Федор спрыгнул на гравий, покрывавший пути, подбежал к священнику. Сдернув с головы шапку, коснулся пальцами земли, сложил ладони одна на другую и сказал:
– Благословите, батюшка!
Священник вздрогнул, увидел перед собой молодого военного, сложил пальцы и перекрестил Федора:
– Господь благословит.
Потом положил руку на выставленные Федором ладони. Парень поцеловал руку священника, а когда разогнулся, батюшка обнял его, коснувшись бородой щеки…
– Слушай, а чего ты руку ему полез целовать? – не унимался Жарков, трясясь от смеха. – Он что, барышня?
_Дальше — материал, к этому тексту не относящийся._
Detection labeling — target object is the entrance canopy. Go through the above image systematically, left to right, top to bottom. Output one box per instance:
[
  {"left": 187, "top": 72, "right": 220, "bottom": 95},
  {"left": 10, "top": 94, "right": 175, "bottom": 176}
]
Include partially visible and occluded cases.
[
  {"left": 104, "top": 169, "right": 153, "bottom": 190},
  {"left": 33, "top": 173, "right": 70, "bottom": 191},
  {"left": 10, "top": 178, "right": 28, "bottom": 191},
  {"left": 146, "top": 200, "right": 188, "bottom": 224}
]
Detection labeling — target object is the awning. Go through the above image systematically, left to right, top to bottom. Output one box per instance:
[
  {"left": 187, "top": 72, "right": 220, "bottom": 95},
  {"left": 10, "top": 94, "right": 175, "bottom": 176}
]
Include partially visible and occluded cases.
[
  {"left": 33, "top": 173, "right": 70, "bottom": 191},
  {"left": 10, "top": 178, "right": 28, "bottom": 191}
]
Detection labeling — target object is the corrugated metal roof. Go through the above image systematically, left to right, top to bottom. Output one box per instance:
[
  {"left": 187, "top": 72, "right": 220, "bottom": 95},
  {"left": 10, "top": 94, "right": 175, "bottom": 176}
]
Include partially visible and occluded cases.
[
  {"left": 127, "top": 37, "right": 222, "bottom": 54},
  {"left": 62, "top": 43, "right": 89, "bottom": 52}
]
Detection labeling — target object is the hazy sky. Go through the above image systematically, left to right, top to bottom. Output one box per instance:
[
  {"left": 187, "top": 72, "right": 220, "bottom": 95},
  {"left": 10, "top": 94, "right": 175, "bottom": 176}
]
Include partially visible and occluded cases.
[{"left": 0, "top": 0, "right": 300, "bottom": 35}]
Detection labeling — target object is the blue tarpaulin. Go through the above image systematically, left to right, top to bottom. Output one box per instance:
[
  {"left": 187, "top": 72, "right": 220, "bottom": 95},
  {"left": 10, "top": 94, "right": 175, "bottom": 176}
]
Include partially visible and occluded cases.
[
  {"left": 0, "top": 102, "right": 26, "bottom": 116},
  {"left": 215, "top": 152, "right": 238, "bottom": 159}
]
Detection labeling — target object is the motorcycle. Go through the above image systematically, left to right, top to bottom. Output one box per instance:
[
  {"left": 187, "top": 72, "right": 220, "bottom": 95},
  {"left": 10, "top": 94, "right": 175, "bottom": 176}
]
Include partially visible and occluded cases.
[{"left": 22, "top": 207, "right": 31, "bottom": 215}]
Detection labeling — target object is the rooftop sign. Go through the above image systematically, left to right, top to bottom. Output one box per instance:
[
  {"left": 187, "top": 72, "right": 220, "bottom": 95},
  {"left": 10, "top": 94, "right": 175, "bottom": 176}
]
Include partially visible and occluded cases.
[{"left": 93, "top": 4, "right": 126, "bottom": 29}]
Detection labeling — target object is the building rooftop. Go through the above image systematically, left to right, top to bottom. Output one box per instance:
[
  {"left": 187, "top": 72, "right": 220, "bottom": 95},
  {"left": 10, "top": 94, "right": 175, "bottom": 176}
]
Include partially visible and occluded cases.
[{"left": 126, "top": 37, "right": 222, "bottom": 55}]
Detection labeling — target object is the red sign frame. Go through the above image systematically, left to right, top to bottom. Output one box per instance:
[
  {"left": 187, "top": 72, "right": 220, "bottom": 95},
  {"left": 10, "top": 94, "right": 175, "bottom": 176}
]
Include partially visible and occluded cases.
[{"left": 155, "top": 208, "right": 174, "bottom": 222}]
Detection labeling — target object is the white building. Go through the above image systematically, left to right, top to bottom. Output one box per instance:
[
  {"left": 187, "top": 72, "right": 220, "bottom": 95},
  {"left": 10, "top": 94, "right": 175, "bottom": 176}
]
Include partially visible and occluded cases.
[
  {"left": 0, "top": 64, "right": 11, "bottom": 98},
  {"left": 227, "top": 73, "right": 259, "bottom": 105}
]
Федор хотел промолчать, потом увидел любопытные лица товарищей и негромко ответил:
– Дурак ты, Жарков.
– Кто дурак? – выкрикнул шахтер, решительно спрыгивая с верхней полки дощатых нар.
– Ты дурак, ты, – уже увереннее повторил Федор.
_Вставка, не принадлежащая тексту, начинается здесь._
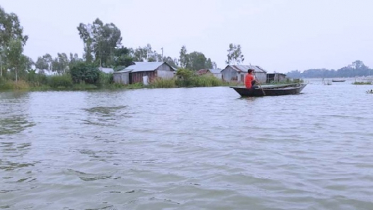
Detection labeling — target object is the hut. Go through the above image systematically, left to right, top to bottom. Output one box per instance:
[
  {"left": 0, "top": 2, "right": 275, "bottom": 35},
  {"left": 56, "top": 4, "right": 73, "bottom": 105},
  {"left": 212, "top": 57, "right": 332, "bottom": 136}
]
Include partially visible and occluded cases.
[
  {"left": 113, "top": 62, "right": 175, "bottom": 85},
  {"left": 221, "top": 65, "right": 267, "bottom": 83},
  {"left": 98, "top": 67, "right": 114, "bottom": 74},
  {"left": 196, "top": 69, "right": 221, "bottom": 79},
  {"left": 267, "top": 73, "right": 286, "bottom": 83}
]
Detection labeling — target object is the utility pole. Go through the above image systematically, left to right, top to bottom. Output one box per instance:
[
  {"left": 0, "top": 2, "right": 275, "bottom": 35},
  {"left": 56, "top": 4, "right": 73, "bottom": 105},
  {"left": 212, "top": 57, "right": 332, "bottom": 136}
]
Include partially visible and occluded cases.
[{"left": 0, "top": 54, "right": 3, "bottom": 77}]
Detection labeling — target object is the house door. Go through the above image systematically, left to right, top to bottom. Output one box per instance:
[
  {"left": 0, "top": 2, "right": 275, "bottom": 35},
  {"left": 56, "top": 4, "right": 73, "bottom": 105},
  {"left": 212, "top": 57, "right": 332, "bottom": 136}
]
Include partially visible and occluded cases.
[{"left": 142, "top": 76, "right": 149, "bottom": 85}]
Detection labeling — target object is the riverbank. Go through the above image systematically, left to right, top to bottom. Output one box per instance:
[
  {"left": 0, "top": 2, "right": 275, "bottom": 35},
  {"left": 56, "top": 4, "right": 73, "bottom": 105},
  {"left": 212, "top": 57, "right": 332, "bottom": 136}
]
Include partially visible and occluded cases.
[{"left": 0, "top": 75, "right": 237, "bottom": 91}]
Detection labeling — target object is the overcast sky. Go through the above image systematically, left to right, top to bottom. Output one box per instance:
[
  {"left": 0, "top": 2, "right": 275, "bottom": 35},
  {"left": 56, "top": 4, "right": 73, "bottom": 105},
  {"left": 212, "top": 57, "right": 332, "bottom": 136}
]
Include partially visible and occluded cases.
[{"left": 0, "top": 0, "right": 373, "bottom": 73}]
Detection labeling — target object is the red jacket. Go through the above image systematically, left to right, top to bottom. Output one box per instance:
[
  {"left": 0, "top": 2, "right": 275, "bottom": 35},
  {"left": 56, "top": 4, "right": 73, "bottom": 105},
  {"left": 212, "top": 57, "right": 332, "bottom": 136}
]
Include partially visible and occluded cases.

Жарков яростно бросился на обидчика, Федор пошире расставил ноги и крепко сжал кулаки, но на полдороге Жаркова перехватили руки сержантов.
– Ты у меня еще получишь, крыса церковная! Я тебе устрою! – кричал из-за спин разъяренный шахтер.
Ночью, когда эшелон остановился на полустанке и сержанты выстроились перед котлом с горячей пищей, случился вражеский налет. Люди разбежались, попрятались где придется. Когда налет закончился, на снегу остался лежать раненый Жарков. Увидев Федора, он, тяжело дыша, произнес окружившим его товарищам:
– Скажите, пусть… подойдет, пропустите его…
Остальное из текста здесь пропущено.